"Die einen finden es gut, wenn unsanierte Wohnungen weggerissen und stattdessen Altbauten im Stadtzentrum saniert werden, die anderen fordern nicht nur aus ideologischen Gründen den Abriss der "Bruchbuden aus Stalinzeiten" und schwören auf die Platte."
Die Märkische Oderzeitung versorgt heute ihre Leser mit einem Stimmungsbild aus dem innenstadtnahen Abrissgebiet in Eisenhüttenstadt: Angst vor dem Umzug im Alter
Von Außen gesehen, was meine Perspektive nun einmal ist, erscheint natürlich die Konzentration auf das Zentrum und die architektonische Vergangenheit der Stadt als die einzig sinnvolle Variante.
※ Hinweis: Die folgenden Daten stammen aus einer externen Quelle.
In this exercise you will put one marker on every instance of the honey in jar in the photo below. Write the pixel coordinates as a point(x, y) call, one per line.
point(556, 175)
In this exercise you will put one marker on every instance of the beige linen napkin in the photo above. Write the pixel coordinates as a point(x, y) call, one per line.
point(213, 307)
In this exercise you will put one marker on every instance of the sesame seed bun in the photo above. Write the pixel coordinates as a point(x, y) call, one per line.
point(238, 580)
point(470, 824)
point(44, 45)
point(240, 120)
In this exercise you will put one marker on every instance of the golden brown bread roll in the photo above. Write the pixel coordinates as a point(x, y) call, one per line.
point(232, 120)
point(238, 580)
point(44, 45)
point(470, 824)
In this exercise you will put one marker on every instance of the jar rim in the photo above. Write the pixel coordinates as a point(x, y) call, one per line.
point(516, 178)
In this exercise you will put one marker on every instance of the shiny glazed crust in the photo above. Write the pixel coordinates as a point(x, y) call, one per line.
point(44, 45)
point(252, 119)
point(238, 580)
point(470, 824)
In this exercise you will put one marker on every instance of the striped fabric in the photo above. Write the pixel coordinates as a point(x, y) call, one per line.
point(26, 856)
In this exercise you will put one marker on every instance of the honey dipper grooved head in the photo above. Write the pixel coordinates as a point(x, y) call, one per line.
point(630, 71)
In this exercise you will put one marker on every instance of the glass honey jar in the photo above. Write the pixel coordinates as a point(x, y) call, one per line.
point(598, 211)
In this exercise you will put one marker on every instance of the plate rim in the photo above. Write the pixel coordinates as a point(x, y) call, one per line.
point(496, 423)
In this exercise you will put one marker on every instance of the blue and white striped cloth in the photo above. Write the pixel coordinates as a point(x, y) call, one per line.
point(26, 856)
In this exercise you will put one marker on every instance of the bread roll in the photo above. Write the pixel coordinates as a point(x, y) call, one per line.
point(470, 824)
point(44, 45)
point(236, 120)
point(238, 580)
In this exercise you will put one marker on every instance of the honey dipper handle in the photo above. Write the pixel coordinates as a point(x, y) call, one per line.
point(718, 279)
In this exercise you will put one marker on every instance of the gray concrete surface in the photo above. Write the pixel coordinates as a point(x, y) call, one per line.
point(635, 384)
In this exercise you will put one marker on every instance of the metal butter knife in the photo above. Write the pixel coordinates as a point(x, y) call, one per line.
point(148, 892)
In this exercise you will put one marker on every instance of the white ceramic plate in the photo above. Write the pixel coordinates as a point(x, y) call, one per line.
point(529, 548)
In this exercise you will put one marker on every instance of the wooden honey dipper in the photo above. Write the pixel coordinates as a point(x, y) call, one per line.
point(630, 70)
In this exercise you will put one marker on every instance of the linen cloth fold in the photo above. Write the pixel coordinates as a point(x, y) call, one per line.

Wirkliche Urbanität wird man sicherlich angesichts der Verkleinstädterung (und auch der gemeinhin so genannten "Überalterung") der Stadt nicht so bald in größerem Stil erzeugen können, die Ausdünnung des Kernstadtbereiches wirkt hier jedoch ganz bestimmt als Beschleuniger beim doch deutlich wahrnehmbaren Abbau von Stadtkultur.
Auch wenn man zwiespältig zum Aspekt der "Ersten Sozialistischen Stadt" steht - das daraus hervorgegangene städtebauliche Ensemble der frühen Wohnkomplexe ist das architektonische Alleinstellungsmerkmal der Stadt und damit auch eine wichtige Entwicklungsressource und dass man es nach wie vor relativ vernachlässigt halte ich für einen für die Stadt sehr ungünstigen Zustand.
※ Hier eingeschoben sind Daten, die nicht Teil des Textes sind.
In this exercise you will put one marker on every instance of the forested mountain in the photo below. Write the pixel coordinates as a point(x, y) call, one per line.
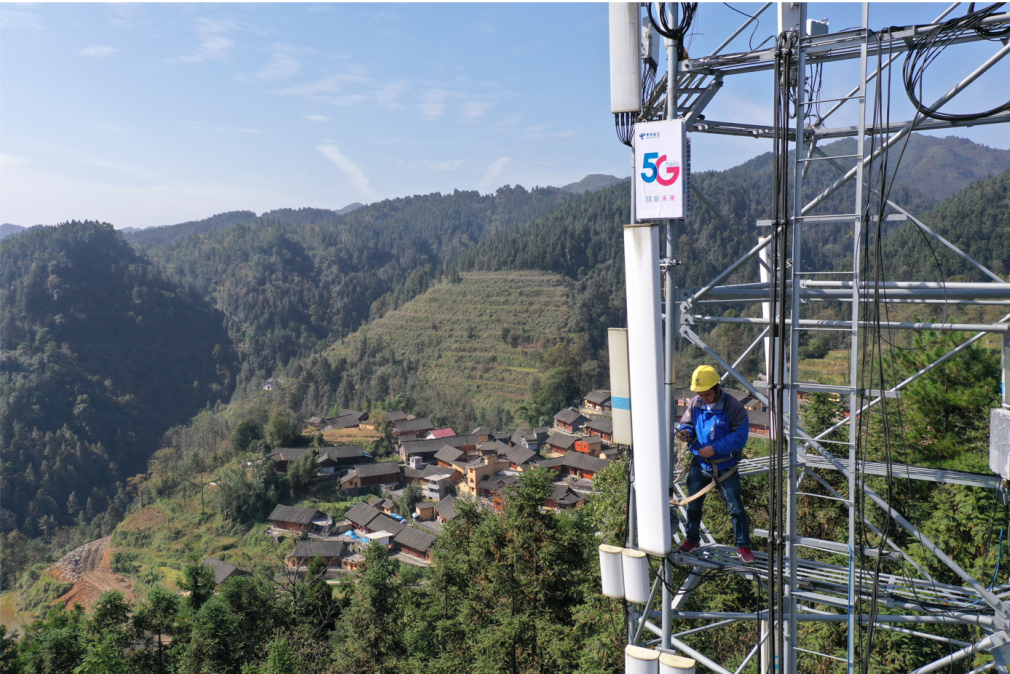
point(291, 279)
point(6, 229)
point(153, 236)
point(592, 183)
point(100, 356)
point(977, 220)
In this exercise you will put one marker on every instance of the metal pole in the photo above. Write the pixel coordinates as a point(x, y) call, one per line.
point(794, 349)
point(942, 663)
point(673, 67)
point(810, 322)
point(632, 539)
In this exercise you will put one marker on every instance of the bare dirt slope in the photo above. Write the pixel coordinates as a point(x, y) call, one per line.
point(88, 567)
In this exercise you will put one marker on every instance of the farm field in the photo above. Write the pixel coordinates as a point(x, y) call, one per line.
point(484, 332)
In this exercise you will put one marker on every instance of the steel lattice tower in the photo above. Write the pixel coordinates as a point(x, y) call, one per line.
point(816, 591)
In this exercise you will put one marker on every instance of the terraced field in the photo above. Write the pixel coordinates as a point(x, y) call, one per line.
point(483, 333)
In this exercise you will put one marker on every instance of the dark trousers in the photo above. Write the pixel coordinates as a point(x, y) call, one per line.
point(732, 493)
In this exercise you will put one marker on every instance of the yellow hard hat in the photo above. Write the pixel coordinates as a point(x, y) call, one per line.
point(704, 378)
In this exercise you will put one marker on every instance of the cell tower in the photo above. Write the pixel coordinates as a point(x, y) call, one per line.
point(799, 589)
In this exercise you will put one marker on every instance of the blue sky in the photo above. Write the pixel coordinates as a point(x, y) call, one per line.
point(148, 114)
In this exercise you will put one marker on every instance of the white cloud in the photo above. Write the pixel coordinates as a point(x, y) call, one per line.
point(98, 51)
point(213, 44)
point(493, 173)
point(328, 85)
point(354, 173)
point(281, 67)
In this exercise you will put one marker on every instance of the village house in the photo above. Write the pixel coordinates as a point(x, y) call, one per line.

Irgendwie, so ist nicht selten mein Empfinden, bricht in dieser häufig fast überzogen demonstrativ herausgestellten Ablehung der DDR-Vergangenheit ein ungesundes Minderwertigkeitsgefühl durch, dass man durch gewisse Formen von Nachahmung und Anpassung zu kompensieren versucht.
Fakt ist, dass es keine wirklich vergleichbare Stadt gibt, dass Eisenhüttenstadt ein Modell ist, welches, vom Ursprungsgedanken historisch quasi überholt wurde, wie fast kein anderer Ort in Deutschland (eine nach sozialistischen Leitbildern geplante primär auf Industrie orientierte Stadt inmitten einer postindustriellen kapitalistischen Gesellschaftsform). Gerade aus dieser Singularität heraus lässt sich, vielleicht besonders angesichts der offensichtlichen aktuellen Krisis des vermeintlich überlegenen Systems, ein interessantes Experimentierfeld für städtische wie auch gesellschaftliche Entwicklungen herausformen.
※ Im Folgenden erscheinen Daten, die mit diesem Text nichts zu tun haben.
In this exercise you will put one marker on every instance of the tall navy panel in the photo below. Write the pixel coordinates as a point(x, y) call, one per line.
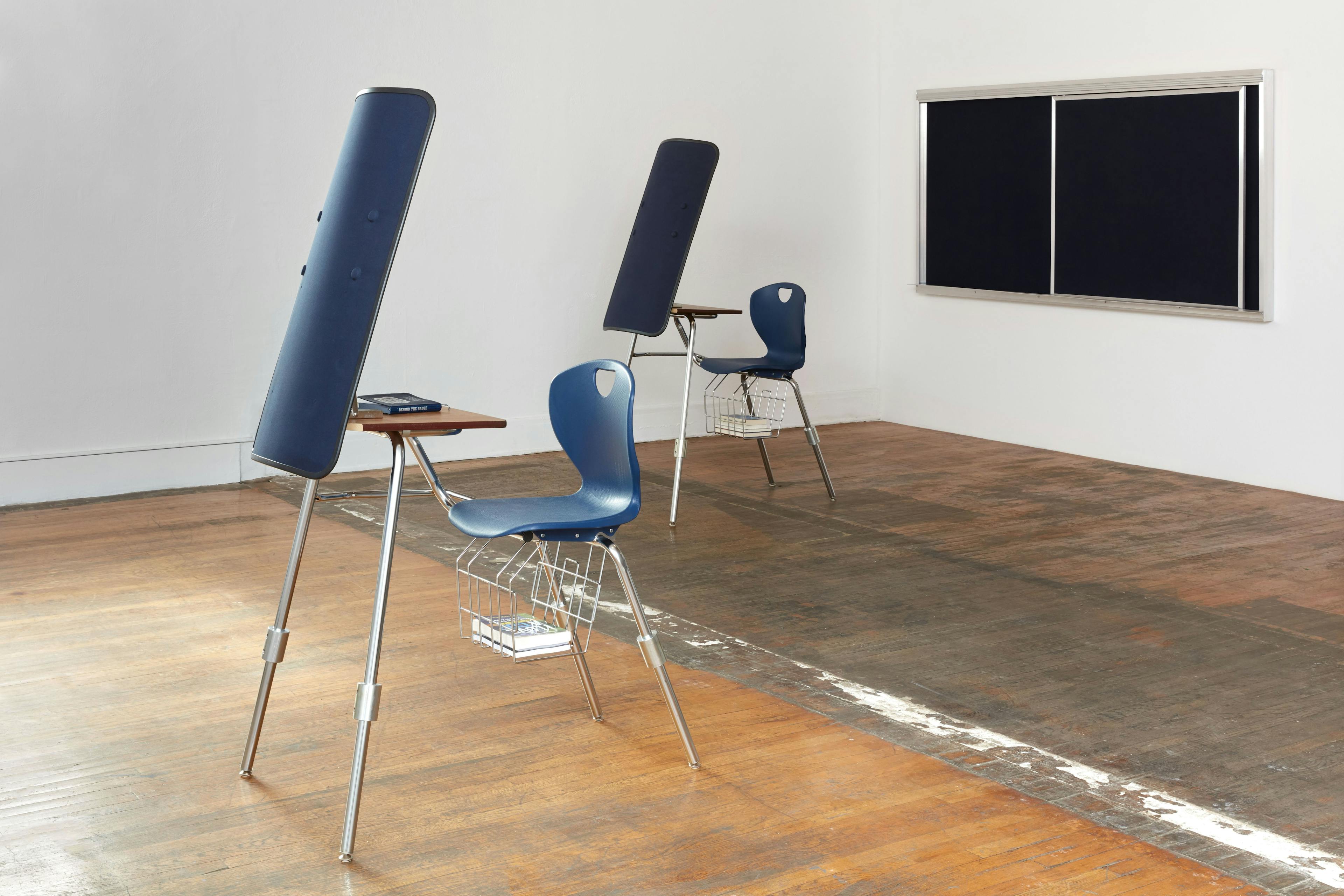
point(660, 240)
point(311, 391)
Natürlich kann man auch einfach sagen, dass der Versuch gescheitert ist, dass man sich dem Lauf der Dinge fügen muss und dass es einer natürlichen Entwicklung enstpricht, wenn die Stadt sich langsam ausstirbt, man sich also alle Mühe und Zukunftsplanung sparen kann und sich auf Sterbebegleitung und "Palliativplanung" beschränken sollte.
Persönlich fände ich dieses Szenario aber eher bedauerlich. Anstatt also die Besonderheit aufgrund ihrer vermeintlichen historisch begründeten Unhaltbarkeit - die ich so nicht sehe - verleugnen zu wollen, erscheint mir die Variante einer offensiven Annahme als sinnvoller.
Ein positives Selbstbewusstsein basierend auf einer realistischen Einschätzung der Vergangenheit, der gegenwärtigen Situation und der darin enthaltenen Entwicklungspotentiale wäre ein produktiver Startpunkt.
Zu spüren ist davon allerdings - leider - fast nichts, vielmehr bleibt es meist bei einer recht unangenehmen Mischung aus Resignation und Aktionismus, die die Stimmung prägt.
Ich bin gespannt - aus meiner Außenansicht heraus - ob sich hier in Zukunft etwas ändern wird/lässt. Falls ja. ist es sicher nicht unwahrscheinlich, dass sich dieses in den Beiträgen in diesem Weblog niederschlägt.